Abstract:
Mitochondria and the endoplasmic reticulum (ER) have a synergistic relationship and are key regulatory hubs in maintaining cell homeostasis. Communication between these organelles is mediated by mitochondria ER contact sites (MERCS), allowing the exchange of material and information, modulating calcium homeostasis, redox signalling, lipid transfer and the regulation of mitochondrial dynamics. MERCS are dynamic structures that allow cells to respond to changes in the intracellular environment under normal homeostatic conditions, while their assembly/disassembly are affected by pathophysiological conditions such as ageing and disease. Disruption of protein folding in the ER lumen can activate the Unfolded Protein Response (UPR), promoting the remodelling of ER membranes and MERCS formation. The UPR stress receptor kinases PERK and IRE1, are located at or close to MERCS. UPR signalling can be adaptive or maladaptive, depending on whether the disruption in protein folding or ER stress is transient or sustained. Adaptive UPR signalling via MERCS can increase mitochondrial calcium import, metabolism and dynamics, while maladaptive UPR signalling can result in excessive calcium import and activation of apoptotic pathways.
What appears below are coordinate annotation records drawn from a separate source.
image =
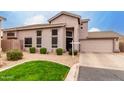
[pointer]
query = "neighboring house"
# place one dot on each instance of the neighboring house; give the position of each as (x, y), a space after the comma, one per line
(59, 33)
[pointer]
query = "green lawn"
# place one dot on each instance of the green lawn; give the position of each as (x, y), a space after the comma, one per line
(35, 71)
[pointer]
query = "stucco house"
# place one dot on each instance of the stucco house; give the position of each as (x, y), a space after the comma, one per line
(59, 33)
(1, 19)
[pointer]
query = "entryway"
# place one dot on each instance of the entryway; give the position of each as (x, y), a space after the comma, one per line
(69, 38)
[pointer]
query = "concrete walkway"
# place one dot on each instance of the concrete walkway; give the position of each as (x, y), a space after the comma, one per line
(101, 67)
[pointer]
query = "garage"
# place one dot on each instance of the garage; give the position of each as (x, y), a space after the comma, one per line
(97, 45)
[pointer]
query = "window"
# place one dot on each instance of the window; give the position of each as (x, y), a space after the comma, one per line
(54, 32)
(54, 42)
(54, 38)
(39, 38)
(69, 34)
(28, 42)
(39, 33)
(11, 34)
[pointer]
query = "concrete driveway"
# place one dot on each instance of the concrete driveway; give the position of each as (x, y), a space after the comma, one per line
(100, 67)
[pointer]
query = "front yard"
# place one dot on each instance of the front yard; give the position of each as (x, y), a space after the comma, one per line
(35, 71)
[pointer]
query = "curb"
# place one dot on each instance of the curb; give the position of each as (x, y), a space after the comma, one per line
(73, 73)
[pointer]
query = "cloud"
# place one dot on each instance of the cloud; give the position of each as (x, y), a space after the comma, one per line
(37, 19)
(94, 30)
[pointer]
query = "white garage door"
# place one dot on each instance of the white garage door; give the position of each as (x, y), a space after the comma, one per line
(102, 45)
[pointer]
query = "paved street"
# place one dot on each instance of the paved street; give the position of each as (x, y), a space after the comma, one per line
(101, 67)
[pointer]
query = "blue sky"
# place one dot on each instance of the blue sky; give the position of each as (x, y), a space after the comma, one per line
(99, 20)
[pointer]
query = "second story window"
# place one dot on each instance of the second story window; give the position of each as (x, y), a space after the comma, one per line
(11, 34)
(54, 38)
(39, 39)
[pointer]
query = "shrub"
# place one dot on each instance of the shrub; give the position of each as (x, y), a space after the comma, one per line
(59, 51)
(75, 52)
(32, 50)
(43, 50)
(14, 54)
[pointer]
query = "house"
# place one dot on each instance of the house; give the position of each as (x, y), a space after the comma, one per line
(59, 33)
(1, 19)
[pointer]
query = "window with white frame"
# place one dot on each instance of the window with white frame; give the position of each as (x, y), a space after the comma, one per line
(39, 38)
(11, 34)
(54, 38)
(28, 42)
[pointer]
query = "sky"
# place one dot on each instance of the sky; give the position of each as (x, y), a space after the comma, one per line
(99, 20)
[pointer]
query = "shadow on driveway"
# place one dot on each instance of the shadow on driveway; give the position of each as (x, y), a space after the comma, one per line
(99, 74)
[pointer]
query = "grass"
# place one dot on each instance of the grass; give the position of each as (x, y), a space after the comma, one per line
(35, 71)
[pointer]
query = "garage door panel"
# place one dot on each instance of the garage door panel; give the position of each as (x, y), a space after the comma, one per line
(96, 46)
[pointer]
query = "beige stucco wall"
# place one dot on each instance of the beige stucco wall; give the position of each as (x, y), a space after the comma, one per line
(98, 45)
(46, 38)
(70, 22)
(0, 36)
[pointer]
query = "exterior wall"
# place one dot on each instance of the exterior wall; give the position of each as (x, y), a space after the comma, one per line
(97, 45)
(70, 22)
(11, 44)
(116, 45)
(84, 31)
(0, 40)
(0, 36)
(46, 38)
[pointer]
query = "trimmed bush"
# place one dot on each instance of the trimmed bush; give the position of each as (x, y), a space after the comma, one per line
(43, 50)
(59, 51)
(32, 49)
(70, 52)
(14, 54)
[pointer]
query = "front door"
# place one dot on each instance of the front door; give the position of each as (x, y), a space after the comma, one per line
(69, 38)
(68, 43)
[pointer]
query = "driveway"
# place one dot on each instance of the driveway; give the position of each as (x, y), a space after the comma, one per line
(101, 67)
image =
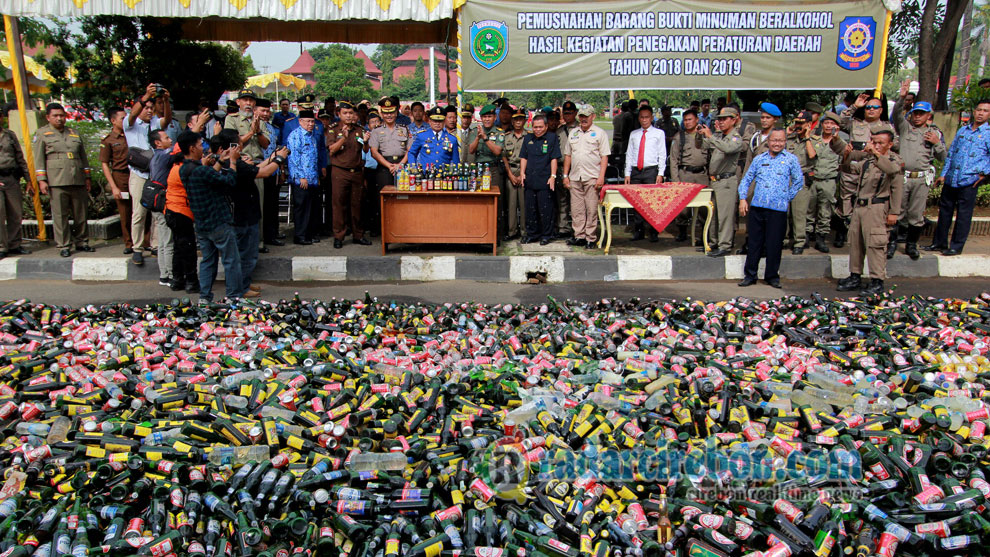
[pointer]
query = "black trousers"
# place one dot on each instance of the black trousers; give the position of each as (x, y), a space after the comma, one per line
(269, 208)
(540, 210)
(646, 176)
(184, 253)
(302, 211)
(766, 228)
(961, 201)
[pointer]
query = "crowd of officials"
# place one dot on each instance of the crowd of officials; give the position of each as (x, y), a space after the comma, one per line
(213, 184)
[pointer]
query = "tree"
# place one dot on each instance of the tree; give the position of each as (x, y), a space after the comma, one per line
(341, 75)
(113, 58)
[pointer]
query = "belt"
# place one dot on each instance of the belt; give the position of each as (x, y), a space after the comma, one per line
(863, 202)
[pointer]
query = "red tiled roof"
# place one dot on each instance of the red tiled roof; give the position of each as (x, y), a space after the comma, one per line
(303, 65)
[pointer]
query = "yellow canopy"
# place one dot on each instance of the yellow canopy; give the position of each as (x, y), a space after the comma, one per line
(275, 82)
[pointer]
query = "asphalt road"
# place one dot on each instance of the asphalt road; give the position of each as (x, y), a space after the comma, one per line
(82, 293)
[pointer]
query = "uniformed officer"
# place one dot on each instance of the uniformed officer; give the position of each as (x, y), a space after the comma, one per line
(487, 143)
(829, 148)
(860, 132)
(539, 155)
(688, 163)
(13, 168)
(468, 125)
(347, 141)
(725, 146)
(876, 206)
(434, 146)
(568, 117)
(516, 202)
(63, 171)
(800, 145)
(390, 147)
(922, 143)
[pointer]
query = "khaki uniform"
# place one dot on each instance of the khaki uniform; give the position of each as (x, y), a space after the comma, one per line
(878, 194)
(919, 157)
(585, 149)
(798, 214)
(60, 159)
(689, 163)
(347, 178)
(827, 161)
(723, 168)
(859, 131)
(13, 168)
(113, 152)
(516, 200)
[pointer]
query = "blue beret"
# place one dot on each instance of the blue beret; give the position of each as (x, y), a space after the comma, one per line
(770, 109)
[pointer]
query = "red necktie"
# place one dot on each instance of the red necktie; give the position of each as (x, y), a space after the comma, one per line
(642, 152)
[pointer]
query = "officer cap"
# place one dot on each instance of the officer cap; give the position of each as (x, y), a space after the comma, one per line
(387, 105)
(770, 109)
(437, 114)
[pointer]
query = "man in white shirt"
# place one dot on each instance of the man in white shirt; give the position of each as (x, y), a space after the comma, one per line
(646, 160)
(138, 123)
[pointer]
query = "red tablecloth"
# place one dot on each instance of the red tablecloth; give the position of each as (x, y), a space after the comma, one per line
(658, 203)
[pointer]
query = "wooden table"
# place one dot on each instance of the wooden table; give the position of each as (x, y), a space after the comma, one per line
(439, 217)
(613, 199)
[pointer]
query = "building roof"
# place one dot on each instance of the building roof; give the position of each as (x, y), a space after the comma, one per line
(303, 65)
(369, 67)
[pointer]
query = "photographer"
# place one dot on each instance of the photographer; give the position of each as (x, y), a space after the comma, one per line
(208, 181)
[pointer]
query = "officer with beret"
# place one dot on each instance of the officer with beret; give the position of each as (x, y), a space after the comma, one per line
(486, 144)
(436, 145)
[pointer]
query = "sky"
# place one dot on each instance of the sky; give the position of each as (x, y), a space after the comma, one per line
(277, 56)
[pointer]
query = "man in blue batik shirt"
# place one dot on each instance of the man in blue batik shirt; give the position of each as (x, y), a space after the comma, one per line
(965, 170)
(304, 173)
(777, 178)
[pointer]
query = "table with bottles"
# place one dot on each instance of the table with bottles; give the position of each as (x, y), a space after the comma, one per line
(440, 204)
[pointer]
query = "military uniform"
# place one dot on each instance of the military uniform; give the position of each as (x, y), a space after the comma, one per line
(516, 199)
(798, 214)
(60, 159)
(919, 157)
(723, 168)
(878, 194)
(347, 178)
(859, 131)
(13, 167)
(113, 153)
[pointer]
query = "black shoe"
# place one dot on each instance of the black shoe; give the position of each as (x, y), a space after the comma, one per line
(850, 283)
(820, 243)
(875, 287)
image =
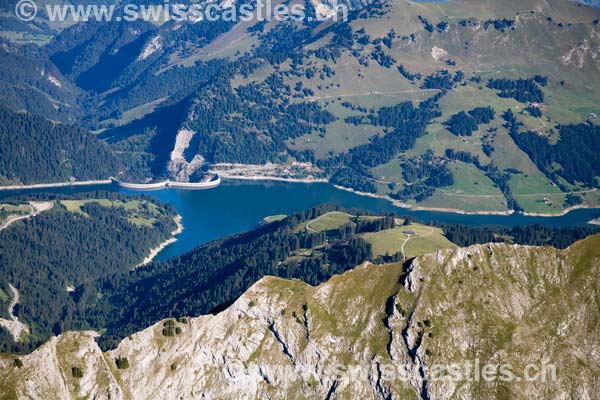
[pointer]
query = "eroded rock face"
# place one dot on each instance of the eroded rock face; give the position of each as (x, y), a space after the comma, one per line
(374, 332)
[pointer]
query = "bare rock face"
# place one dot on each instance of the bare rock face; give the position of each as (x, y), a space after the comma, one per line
(375, 332)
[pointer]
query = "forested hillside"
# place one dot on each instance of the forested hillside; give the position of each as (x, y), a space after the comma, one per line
(398, 86)
(36, 150)
(81, 239)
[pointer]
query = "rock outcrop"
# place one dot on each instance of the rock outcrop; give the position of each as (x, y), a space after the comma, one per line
(375, 332)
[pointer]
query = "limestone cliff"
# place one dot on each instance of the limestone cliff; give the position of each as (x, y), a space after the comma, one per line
(350, 337)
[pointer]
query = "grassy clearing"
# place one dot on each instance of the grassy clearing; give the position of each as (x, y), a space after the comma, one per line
(274, 218)
(470, 180)
(328, 221)
(141, 213)
(466, 203)
(417, 239)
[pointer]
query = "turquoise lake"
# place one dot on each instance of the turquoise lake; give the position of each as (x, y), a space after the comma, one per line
(237, 206)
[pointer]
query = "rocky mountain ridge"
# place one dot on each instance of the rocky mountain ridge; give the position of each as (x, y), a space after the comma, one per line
(346, 338)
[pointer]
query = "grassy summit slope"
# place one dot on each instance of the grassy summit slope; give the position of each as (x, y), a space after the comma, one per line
(497, 304)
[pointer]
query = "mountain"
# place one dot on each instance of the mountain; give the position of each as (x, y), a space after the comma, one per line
(404, 100)
(107, 296)
(497, 304)
(48, 257)
(36, 150)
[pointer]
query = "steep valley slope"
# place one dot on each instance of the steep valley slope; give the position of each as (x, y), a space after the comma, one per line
(496, 303)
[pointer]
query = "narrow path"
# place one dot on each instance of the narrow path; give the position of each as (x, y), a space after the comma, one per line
(11, 307)
(514, 195)
(13, 325)
(370, 93)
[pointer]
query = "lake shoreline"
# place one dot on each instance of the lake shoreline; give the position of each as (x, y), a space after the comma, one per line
(156, 250)
(268, 178)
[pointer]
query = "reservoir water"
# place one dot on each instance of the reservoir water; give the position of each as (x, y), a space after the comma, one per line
(237, 206)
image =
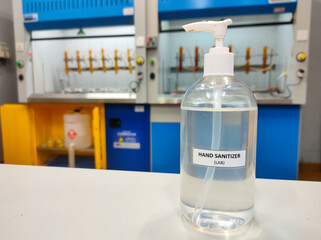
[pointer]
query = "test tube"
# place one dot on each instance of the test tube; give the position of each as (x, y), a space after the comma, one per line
(78, 62)
(247, 58)
(103, 60)
(196, 59)
(66, 63)
(180, 68)
(130, 67)
(91, 62)
(116, 62)
(264, 59)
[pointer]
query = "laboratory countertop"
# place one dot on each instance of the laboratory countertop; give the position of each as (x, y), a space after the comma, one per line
(63, 203)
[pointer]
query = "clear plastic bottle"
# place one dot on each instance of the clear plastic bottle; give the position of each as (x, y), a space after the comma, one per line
(218, 150)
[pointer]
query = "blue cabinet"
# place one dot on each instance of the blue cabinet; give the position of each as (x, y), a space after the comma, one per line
(127, 137)
(277, 143)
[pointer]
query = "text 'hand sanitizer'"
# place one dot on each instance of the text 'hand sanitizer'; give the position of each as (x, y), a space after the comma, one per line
(218, 141)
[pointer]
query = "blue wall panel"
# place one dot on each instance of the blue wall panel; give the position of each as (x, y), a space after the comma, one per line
(277, 143)
(165, 147)
(133, 128)
(186, 9)
(60, 14)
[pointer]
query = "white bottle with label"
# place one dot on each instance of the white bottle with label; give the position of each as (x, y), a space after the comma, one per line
(218, 141)
(77, 129)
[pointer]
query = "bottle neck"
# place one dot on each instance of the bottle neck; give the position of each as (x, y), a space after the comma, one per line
(219, 61)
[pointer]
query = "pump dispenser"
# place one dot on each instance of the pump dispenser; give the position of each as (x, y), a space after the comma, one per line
(219, 61)
(218, 141)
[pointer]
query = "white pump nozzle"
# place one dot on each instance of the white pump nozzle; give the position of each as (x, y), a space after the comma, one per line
(219, 61)
(218, 28)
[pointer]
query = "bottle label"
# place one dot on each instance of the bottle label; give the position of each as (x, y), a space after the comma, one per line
(222, 159)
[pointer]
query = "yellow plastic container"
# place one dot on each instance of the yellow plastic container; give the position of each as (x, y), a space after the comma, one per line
(33, 133)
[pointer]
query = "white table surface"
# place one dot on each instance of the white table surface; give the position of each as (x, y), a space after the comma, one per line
(63, 203)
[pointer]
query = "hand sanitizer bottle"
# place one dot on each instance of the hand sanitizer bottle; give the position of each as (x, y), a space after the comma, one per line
(218, 141)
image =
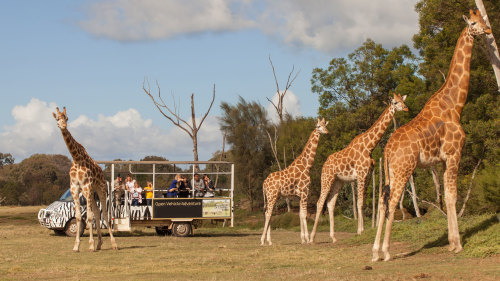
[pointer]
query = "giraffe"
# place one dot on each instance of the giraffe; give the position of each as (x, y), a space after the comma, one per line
(353, 163)
(294, 180)
(88, 178)
(433, 136)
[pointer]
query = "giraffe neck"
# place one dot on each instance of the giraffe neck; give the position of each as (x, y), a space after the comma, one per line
(454, 91)
(76, 150)
(306, 158)
(372, 136)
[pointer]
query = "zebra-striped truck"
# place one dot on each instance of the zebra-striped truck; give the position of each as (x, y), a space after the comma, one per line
(178, 216)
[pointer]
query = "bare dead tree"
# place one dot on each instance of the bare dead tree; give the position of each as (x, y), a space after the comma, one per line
(281, 94)
(172, 114)
(354, 211)
(279, 110)
(217, 167)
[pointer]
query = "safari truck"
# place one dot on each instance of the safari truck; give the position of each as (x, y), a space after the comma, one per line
(177, 216)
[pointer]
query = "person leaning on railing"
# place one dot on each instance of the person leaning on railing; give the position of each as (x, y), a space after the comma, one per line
(185, 188)
(174, 187)
(199, 186)
(149, 193)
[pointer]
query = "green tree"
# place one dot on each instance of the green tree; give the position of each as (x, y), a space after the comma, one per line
(6, 159)
(246, 124)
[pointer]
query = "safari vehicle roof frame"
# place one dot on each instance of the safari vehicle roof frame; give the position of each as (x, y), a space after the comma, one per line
(154, 173)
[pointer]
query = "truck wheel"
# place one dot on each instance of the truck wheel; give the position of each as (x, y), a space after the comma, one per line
(162, 230)
(71, 227)
(181, 229)
(59, 232)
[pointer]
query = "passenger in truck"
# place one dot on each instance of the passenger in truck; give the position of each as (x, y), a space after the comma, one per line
(174, 187)
(185, 188)
(199, 186)
(136, 194)
(209, 186)
(149, 193)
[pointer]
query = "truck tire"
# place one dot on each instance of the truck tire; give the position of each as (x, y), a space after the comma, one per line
(181, 229)
(163, 230)
(59, 232)
(71, 227)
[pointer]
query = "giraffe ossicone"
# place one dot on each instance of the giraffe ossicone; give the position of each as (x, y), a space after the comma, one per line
(86, 177)
(294, 180)
(434, 136)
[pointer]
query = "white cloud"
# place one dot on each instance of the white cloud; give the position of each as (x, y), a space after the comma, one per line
(291, 105)
(130, 20)
(322, 24)
(125, 135)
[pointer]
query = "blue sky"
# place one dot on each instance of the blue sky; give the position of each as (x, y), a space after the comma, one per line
(92, 57)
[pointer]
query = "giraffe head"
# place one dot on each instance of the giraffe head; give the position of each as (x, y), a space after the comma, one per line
(398, 102)
(61, 117)
(321, 126)
(476, 23)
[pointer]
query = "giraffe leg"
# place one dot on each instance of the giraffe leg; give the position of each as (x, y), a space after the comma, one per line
(269, 211)
(326, 184)
(304, 233)
(450, 188)
(90, 220)
(102, 198)
(381, 219)
(361, 200)
(75, 193)
(97, 214)
(396, 190)
(331, 208)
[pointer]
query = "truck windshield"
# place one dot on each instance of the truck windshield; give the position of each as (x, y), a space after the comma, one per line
(66, 197)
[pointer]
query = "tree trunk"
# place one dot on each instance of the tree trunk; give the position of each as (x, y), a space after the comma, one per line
(435, 178)
(379, 186)
(492, 45)
(414, 197)
(195, 151)
(355, 213)
(373, 197)
(470, 187)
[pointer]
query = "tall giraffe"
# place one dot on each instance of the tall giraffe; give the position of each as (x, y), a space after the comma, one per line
(88, 178)
(293, 181)
(353, 163)
(433, 136)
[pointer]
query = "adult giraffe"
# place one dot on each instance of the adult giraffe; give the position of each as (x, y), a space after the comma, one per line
(353, 163)
(293, 181)
(433, 136)
(88, 178)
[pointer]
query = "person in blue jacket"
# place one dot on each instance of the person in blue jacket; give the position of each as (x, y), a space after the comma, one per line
(174, 187)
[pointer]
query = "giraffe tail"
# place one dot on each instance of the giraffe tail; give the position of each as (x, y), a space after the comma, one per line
(387, 188)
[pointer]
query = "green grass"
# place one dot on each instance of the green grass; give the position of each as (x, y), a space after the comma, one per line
(31, 252)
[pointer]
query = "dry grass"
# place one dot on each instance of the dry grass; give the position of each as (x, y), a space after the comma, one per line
(29, 251)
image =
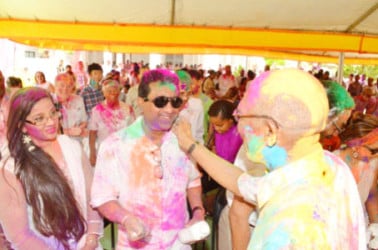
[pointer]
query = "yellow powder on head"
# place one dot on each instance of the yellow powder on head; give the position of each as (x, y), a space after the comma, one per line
(296, 99)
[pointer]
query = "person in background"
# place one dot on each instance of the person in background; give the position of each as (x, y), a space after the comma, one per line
(341, 105)
(92, 94)
(226, 81)
(206, 100)
(192, 108)
(81, 76)
(142, 179)
(208, 87)
(355, 88)
(227, 140)
(71, 107)
(107, 117)
(13, 84)
(302, 179)
(40, 81)
(4, 111)
(359, 151)
(44, 181)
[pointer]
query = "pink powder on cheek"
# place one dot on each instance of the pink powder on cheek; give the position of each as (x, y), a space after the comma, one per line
(33, 131)
(254, 90)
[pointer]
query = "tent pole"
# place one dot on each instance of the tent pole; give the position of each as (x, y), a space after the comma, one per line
(173, 12)
(341, 68)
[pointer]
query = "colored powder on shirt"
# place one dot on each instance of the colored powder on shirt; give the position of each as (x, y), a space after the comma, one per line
(275, 156)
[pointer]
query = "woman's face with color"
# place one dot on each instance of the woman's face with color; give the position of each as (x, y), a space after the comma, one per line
(42, 123)
(64, 87)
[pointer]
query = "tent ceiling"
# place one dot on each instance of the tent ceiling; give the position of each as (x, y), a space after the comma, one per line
(320, 15)
(348, 25)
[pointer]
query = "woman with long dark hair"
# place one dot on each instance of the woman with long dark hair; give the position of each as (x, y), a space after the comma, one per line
(45, 180)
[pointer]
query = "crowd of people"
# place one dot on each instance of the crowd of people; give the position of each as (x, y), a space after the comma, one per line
(295, 151)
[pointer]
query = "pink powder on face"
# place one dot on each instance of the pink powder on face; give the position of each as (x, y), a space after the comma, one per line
(253, 92)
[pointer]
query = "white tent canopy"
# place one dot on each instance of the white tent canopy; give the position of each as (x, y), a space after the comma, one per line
(193, 26)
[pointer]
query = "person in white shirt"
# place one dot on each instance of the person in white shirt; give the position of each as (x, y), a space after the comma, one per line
(192, 109)
(226, 81)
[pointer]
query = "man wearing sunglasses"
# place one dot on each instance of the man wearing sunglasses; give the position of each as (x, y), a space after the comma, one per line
(142, 178)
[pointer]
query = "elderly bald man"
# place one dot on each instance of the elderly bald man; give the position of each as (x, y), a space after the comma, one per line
(308, 198)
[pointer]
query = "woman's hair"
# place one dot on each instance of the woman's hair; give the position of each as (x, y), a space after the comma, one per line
(358, 126)
(222, 108)
(13, 82)
(55, 210)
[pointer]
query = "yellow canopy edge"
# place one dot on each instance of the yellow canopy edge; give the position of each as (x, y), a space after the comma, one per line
(187, 40)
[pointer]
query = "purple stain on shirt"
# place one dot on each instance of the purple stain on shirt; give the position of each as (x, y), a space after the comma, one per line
(275, 157)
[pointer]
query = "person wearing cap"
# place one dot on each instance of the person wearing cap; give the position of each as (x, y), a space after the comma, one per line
(308, 198)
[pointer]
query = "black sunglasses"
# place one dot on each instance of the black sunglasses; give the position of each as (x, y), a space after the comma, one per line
(162, 101)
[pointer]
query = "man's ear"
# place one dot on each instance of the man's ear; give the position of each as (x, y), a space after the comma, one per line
(270, 133)
(140, 102)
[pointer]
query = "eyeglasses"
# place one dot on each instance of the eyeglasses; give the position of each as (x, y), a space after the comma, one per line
(41, 120)
(238, 116)
(162, 101)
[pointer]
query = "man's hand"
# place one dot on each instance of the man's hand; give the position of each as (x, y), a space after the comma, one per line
(135, 228)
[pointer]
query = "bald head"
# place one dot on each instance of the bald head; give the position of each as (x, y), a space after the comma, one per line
(294, 98)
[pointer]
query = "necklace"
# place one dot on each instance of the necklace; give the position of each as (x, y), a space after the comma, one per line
(154, 156)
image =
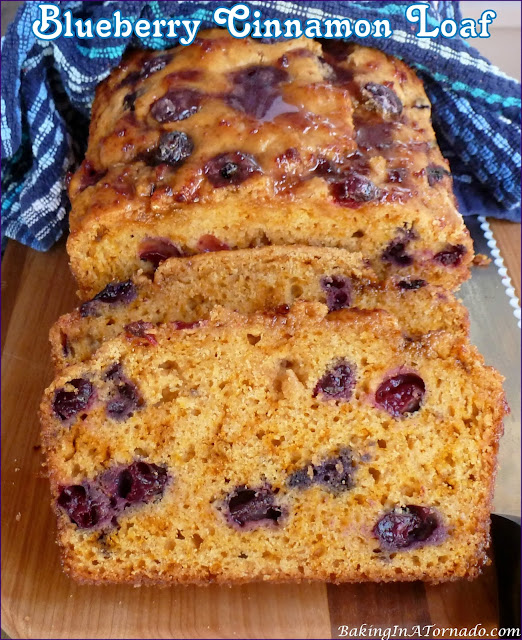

Targeting UPR signalling and the assembly of MERCS is an attractive therapeutic approach for a range of age-related conditions such as neurodegeneration and sarcopenia. This review highlights the emerging evidence related to the role of redox mediated UPR activation in orchestrating inter-organelle communication between the ER and mitochondria, and ultimately the determination of cell function and fate.
摘要:
线粒体和内质网(ER)具有协同关系,是维持细胞稳态的关键调控中心。这些细胞器之间的交流是由线粒体ER接触位点(MERCS)介导的,允许材料和信息的交换,调节钙稳态,氧化还原信号,脂质转移和线粒体动力学的调节。MERCS是动态结构,允许细胞在正常稳态条件下响应细胞内环境的变化,而它们的组装/拆卸受到衰老和疾病等病理生理条件的影响。内质网腔中蛋白质折叠的破坏可以激活未折叠蛋白质反应(UPR),促进ER膜的重塑和MERCS的形成。UPR应激受体激酶PERK和IRE1位于或接近MERCS。UPR信令可以是自适应的或适应不良的,取决于蛋白质折叠或内质网应激的破坏是短暂的还是持续的。通过MERCS的适应性UPR信号可以增加线粒体钙的输入,新陈代谢和动力学,而适应性不良的UPR信号传导可导致过量的钙输入和凋亡途径的激活。靶向UPR信号传导和MERCS的组装是用于一系列与年龄相关的病症如神经变性和少肌症的有吸引力的治疗方法。这篇综述强调了与氧化还原介导的UPR激活在协调ER和线粒体之间的细胞器间通信中的作用有关的新兴证据。最终决定细胞功能和命运。